Afghan rugs are a deceptively simple categorization of a number of very distinct weaving styles that incorporate different colors, weaving techniques and styles. The Afghan rugs that make their way to the United States are often the product of displaced refugees working in Pakistan and Iran, or slowly sifting their way back into Afghanistan. Like any other art, those who create it are influenced by the things that they see and hear around them, including the rug designs being created by other artists in their area.

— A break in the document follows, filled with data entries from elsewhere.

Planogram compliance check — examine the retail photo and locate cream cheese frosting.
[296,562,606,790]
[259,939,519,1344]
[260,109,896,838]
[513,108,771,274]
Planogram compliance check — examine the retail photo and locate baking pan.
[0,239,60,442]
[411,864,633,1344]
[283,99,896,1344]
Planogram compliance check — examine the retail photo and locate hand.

Traditional Afghan area rugs are created in tribal patterns that have been handed down from generation to generation. While we refer to them as Afghan ‘rugs’, many serve other purposes than carpeting. An ‘engsi’, for instance, is an Afghan rug that’s meant to serve as a cover over the entrance of a tent door. Along with the engsi, a young Afghani girl might also have woven a ‘kapunuk’, a shaped Afghan rug that is designed to fit over and around the door to the tent. Hand-woven bag fronts and decorated woven bands for use in ornamenting walls of tents are also common, and commonly sold here as ‘Afghan rugs’.

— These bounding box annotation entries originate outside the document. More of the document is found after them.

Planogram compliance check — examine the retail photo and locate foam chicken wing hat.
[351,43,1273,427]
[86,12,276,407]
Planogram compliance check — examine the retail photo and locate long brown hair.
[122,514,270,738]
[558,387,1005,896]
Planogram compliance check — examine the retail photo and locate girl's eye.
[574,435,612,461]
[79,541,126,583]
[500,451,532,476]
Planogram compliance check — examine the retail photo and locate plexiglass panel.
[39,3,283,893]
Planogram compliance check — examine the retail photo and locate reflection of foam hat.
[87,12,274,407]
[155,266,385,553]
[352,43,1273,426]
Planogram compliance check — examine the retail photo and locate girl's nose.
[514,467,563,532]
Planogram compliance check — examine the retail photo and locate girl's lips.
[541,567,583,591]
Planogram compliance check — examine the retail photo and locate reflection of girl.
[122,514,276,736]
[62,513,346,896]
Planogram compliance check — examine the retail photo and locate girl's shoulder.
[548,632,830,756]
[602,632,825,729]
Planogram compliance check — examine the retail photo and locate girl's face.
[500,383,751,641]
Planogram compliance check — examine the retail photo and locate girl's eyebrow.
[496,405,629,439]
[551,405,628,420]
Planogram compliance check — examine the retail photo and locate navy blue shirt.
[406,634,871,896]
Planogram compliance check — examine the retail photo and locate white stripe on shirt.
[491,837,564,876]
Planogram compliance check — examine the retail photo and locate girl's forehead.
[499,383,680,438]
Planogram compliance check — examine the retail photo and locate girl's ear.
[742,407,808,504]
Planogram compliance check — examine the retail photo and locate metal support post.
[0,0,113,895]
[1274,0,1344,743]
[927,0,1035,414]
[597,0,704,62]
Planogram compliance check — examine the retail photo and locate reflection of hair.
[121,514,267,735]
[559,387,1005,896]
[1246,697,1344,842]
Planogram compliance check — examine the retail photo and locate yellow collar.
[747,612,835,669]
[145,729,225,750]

For many Afghani women, widowed by the ongoing wars that have ravaged Afghanistan, weaving rugs is one of the few sources of income available. Many labor for up to a year on a single hand-knotted Afghan rug – or create smaller pieces to sell at bazaar or to foreigners who come to markets. Far too often, the price paid for their work is negligible – but the Afghan rugs that they sell are resold for thousands on the open market.
Chicago philanthropist Connie Duckworth traveled to Afghanistan several years ago, and what she saw there ‘touched my heart’, she says. Upon her return, Duckworth founded Arzu, Inc., a Chicago based non-profit organization whose mission is to educate and help Afghani women through the purchase and resale of Afghan rugs. In the process, the organization funds schools and literacy programs and supports female rug weavers with quality materials and a market that pays fair value for their work.

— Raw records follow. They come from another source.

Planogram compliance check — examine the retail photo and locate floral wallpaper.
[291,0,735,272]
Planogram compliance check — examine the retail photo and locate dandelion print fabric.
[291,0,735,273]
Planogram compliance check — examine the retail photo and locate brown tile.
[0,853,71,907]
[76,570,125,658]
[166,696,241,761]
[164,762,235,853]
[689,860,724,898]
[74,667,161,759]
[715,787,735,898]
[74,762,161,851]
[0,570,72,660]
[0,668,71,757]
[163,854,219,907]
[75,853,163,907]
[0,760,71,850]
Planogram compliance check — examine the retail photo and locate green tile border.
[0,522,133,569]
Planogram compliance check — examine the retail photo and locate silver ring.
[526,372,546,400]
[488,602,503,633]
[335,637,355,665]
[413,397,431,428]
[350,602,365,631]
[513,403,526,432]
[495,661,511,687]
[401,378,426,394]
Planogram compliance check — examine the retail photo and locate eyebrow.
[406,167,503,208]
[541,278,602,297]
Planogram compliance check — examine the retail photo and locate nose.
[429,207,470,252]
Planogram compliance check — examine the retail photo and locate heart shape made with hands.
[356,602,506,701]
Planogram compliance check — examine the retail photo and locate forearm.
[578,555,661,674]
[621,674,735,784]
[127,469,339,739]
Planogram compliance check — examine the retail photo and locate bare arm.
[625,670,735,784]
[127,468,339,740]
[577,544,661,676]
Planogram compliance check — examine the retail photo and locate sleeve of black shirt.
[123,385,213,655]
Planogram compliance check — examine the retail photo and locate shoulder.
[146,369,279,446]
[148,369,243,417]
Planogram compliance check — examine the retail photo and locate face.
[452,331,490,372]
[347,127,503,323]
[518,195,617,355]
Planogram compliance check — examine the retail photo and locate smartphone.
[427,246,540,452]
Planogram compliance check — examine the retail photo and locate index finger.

Arzu means ‘hope’ in Dari, the main language in Afghanistan, and that is what Duckworth is spreading among the returning refugees in the war-torn land. Arzu pays Afghan rugs exporters to supply the finest materials available to women who join the program – yarns and dyes as well as traditional Afghan rug patterns. In return for their participation, the women agree to attend a literacy program and to send their children to school – particularly their daughters. When each Afghan rug is completed, Arzu pays one half the expected market price of the rug to the woman up front, then sells the rugs at charity auctions. The rest of the proceeds for the sales of the Afghan rugs funds literacy efforts.
A recent auction sold 13 handmade Afghan rugs and netted $43,000 that will be used to educational and health services for the families who are part of the project. Arzu is an example of grass roots charity at its best, building on the strengths of a people to mend and strengthen its weaknesses. With 120 families enrolled in the program already, Duckworth hopes that their success will spur others to join, and looks forward to the day when her efforts pay off in helping to rebuild Afghanistan, one Afghan rug at a time.